The room-temperature ductility of magnesium (Mg) alloys is fundamentally limited by preferential basal slip activation—a challenge directly addressable through strategic grain orientation tailoring. In this study, gradient compressive strain paths are utilized through a 25 ° inclined die to tailor the crystallographic textures of AZ31 sheets. Precisely controlled deformation induces a triaxial stress state that rotates basal-oriented grains into gradient {10–12} twin-dominated configurations, while concurrently generating gradient geometrically necessary dislocations (GNDs). This microstructural duality synergistically activates pyramidal _ c + a _ slip systems, demonstrated by Schmid factor (SF) elevation from 0.12 to 0.38, and triggers the hetero-deformation-induced (HDI) strengthening mechanism.

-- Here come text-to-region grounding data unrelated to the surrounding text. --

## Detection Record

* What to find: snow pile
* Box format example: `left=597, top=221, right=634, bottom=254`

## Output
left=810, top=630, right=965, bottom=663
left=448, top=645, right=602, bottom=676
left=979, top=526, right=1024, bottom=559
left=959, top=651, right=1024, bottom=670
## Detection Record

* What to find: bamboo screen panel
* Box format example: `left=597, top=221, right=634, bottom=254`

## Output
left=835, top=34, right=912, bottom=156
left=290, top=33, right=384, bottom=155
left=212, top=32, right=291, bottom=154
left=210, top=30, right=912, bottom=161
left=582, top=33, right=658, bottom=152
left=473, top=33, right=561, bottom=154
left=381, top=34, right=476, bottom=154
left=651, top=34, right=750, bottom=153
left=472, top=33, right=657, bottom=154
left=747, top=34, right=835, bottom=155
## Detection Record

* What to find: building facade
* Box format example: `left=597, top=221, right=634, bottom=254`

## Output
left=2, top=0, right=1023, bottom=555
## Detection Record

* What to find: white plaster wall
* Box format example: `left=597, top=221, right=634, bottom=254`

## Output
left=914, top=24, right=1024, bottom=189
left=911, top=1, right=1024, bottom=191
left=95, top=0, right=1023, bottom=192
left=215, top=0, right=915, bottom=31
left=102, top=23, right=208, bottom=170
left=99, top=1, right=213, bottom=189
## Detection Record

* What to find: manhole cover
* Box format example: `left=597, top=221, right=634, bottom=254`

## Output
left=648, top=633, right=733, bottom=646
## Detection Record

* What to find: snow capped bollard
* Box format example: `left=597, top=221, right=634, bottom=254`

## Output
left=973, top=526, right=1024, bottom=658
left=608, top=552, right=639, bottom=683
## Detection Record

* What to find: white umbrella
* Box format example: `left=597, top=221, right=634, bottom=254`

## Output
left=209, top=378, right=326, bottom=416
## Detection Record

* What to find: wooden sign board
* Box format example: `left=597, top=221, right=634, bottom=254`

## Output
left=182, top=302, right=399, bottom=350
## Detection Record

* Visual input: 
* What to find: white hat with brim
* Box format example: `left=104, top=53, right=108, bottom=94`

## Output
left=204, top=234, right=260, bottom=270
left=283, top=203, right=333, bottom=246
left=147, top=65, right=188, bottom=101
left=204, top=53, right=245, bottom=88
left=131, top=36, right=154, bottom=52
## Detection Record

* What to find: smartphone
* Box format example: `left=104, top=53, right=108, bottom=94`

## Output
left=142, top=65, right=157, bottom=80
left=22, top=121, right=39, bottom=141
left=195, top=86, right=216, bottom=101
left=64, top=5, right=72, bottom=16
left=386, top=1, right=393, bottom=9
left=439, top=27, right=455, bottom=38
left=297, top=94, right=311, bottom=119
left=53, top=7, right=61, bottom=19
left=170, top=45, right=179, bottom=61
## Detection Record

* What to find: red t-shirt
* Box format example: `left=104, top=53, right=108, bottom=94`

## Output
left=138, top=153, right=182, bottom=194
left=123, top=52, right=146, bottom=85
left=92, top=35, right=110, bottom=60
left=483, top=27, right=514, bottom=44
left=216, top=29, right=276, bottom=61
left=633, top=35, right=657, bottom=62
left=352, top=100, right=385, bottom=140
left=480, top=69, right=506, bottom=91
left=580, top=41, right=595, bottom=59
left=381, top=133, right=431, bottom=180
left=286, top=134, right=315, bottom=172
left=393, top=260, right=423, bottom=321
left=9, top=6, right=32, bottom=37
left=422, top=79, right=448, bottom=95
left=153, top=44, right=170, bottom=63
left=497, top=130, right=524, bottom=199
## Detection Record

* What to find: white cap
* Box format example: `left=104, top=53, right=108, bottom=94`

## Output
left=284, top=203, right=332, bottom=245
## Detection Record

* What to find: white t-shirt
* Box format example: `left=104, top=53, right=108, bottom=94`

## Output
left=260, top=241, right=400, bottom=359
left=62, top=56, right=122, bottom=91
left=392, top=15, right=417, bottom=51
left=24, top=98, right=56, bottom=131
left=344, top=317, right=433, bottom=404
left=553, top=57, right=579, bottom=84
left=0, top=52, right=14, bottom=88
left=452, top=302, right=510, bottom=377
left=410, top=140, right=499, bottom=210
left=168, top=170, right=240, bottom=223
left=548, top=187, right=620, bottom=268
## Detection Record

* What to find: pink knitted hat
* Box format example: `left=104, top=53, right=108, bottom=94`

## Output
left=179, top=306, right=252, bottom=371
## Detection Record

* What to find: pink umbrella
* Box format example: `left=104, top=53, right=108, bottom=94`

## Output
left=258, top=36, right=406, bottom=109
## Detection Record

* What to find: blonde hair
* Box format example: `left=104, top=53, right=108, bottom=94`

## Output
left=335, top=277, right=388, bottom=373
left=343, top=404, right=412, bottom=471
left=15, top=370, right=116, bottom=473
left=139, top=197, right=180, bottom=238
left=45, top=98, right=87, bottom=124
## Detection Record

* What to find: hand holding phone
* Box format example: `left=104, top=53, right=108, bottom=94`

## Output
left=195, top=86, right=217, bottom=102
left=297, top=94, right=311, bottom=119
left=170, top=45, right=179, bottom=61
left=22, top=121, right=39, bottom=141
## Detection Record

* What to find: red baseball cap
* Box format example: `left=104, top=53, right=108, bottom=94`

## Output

The engineered sheets achieve 422 MPa ultimate tensile strength (UTS) with 32.7% elongation (EL), representing 13% and 76% enhancements over conventional counterparts. Twin-mediated strain delocalization enables uniform thickness deformation, culminating in a record 7.7 mm limiting dome height at room temperature. These results indicate that grain orientation design is a critical pathway to transcend magnesium’s intrinsic deformation constraints.